Together bioinformatics and biostatistics are important interdisciplinary fields for those conducting research in a wide variety of biological sciences. A typical bioinformatics or biostatistics data analysis workflow will have multiple steps, which may include:

  1. experimental design
  2. data collection
  3. quality control
  4. data preparation
  5. statistical analysis of omics data
  6. data visualization
  7. interpretation of results

The following graphic depicts a general worklfow for preparing, analyzing, and visualzing results from transcriptomic RNA sequencing data.

RNA Sequencing Data Analysis Pipeline Image source

In this workshop you will gain experience in performing different aspects of bioinformatics and biostatistical data analysis by working through a scripting pipeline for analyzing gene expression data. The steps in the bioinformatics workflow for this workshop are:

  1. data collection - SRA toolkit
  2. quality control - fastqc
  3. data preparation
  4. basic statistical analysis and visualization (exact tests) - edgeR
  5. advanced statistical analysis and visualization (generalized linear models) - edgeR

Pipelining & The Benefits of Scripting

The primary goal of any bioinformatics analysis workflow is to give meaning to complex biological data sets. This often requires the development of code that is generalized and can be automated to run on multiple similar data sets, which may have small differences in their structure or content.

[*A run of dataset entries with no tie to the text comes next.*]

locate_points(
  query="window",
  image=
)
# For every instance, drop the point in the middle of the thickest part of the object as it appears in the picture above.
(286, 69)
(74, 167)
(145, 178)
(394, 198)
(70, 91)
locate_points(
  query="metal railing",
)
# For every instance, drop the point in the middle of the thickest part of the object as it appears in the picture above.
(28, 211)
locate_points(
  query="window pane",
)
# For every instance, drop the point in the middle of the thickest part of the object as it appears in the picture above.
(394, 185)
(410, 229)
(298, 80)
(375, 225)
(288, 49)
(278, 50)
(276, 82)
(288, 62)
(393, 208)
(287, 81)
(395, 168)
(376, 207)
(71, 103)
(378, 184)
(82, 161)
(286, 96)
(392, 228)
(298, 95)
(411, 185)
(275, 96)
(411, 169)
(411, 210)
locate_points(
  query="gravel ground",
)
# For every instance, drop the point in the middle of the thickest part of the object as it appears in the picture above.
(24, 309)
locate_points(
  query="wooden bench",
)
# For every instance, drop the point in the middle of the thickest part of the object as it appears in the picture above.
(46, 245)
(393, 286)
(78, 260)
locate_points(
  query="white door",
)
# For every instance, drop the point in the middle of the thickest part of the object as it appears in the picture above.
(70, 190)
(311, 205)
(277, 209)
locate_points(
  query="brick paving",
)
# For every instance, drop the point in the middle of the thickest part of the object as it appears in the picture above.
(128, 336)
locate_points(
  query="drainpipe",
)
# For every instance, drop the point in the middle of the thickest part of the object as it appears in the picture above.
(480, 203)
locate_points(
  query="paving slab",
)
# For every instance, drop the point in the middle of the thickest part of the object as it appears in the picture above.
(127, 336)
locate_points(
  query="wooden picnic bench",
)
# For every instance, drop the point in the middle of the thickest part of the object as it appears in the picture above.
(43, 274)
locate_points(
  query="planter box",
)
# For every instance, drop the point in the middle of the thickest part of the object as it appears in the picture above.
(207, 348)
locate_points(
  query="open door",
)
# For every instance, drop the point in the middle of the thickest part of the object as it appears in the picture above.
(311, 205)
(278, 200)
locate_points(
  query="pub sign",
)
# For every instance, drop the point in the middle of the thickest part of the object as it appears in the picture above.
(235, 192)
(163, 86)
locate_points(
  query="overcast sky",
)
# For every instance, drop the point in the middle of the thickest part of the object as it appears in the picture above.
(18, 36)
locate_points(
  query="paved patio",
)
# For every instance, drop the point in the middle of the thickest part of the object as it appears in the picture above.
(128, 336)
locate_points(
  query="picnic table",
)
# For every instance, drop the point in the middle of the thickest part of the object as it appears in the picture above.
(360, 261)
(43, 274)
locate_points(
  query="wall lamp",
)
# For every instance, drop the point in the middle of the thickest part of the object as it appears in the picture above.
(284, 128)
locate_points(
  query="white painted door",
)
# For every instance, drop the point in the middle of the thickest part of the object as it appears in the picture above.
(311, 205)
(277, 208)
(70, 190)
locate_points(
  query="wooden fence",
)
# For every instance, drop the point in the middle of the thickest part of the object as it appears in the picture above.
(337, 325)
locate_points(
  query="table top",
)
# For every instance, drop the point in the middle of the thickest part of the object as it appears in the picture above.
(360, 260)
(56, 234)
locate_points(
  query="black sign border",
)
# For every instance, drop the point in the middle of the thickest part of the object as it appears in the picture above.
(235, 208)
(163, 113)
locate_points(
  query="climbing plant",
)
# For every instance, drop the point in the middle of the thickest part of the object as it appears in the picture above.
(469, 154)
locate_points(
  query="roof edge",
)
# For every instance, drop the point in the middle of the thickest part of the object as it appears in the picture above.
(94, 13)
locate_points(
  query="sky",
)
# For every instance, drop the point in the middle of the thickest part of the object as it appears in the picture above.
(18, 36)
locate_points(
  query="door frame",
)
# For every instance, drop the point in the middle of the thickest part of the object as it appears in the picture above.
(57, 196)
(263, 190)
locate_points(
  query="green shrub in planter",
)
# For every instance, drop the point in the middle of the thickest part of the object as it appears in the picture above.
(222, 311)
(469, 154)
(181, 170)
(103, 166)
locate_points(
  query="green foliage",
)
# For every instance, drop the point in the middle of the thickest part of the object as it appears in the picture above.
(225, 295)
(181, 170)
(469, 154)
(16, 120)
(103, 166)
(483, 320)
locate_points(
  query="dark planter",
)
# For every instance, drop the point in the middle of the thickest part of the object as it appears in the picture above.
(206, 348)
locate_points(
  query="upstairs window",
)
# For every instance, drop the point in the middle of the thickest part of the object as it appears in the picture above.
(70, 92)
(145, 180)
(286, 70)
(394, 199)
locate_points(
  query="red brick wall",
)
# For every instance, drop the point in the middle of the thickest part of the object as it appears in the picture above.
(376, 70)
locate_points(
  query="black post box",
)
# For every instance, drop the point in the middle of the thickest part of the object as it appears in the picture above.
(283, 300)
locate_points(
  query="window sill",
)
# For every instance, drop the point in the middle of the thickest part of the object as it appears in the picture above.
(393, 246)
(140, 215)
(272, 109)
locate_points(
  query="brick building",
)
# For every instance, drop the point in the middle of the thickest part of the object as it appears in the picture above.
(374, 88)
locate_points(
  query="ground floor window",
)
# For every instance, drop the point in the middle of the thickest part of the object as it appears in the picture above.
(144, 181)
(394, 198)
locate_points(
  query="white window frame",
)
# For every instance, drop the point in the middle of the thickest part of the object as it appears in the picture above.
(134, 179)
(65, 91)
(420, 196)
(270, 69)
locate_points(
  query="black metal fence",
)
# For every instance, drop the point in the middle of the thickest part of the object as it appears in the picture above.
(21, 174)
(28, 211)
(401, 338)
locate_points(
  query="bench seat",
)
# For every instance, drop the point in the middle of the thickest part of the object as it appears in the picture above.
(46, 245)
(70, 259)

What is Shell Scripting? Image source

As we have seen, the analysis of biological data using bioinformatics or biostatistical analysis is often a process that requires multiple steps. Furthermore, these steps often need to be completed in a specific order to achieve a final result. This process involves the output of a previous step being used as input to the subsequent step. This flow of outputs, to inputs, to a final result can be depicted as water flowing from one pipe to the next.

Pipelineing Depiction

By creating a pipeline of scripts, it is possible to automate much of the bioinformatics workflow. This means making modular scripts to perform different steps of the analysis process.

BASH Scripting

We can use BASH scripting to create modular pieces of code for use in bioinformatics data analysis pipelines. BASH scripts are text files that have the .sh file extension. These are text files that you can use to save the lines of BASH code that you want the interpreter componenet of the computer operating system to execute (run).

The Interpreter Operating System Component Image source

The coding exercises in this workshop are designed to give you experience with developing and running your own shell scripts using BASH programming. Additionally, you will have a chance to perform statistical analysis using your own R scripts that you run using BASH scripts. These are important skills for anyone interested in developing a bioinformatics script pipeline for analyzing large and complex biological data sets.

Dwight's Suggestion Image source

Key Points

  • Biostaticians apply statistical methods to the analysis of biological data sets.

  • Bioinformaticians use algorithms and computer programming to alayze omics data

  • There are a huge variety of omics technologies that generate data for bioinformatics analysis.

  • Scrpting pipelines can be used to automate complex bioinformatics analysis workflows.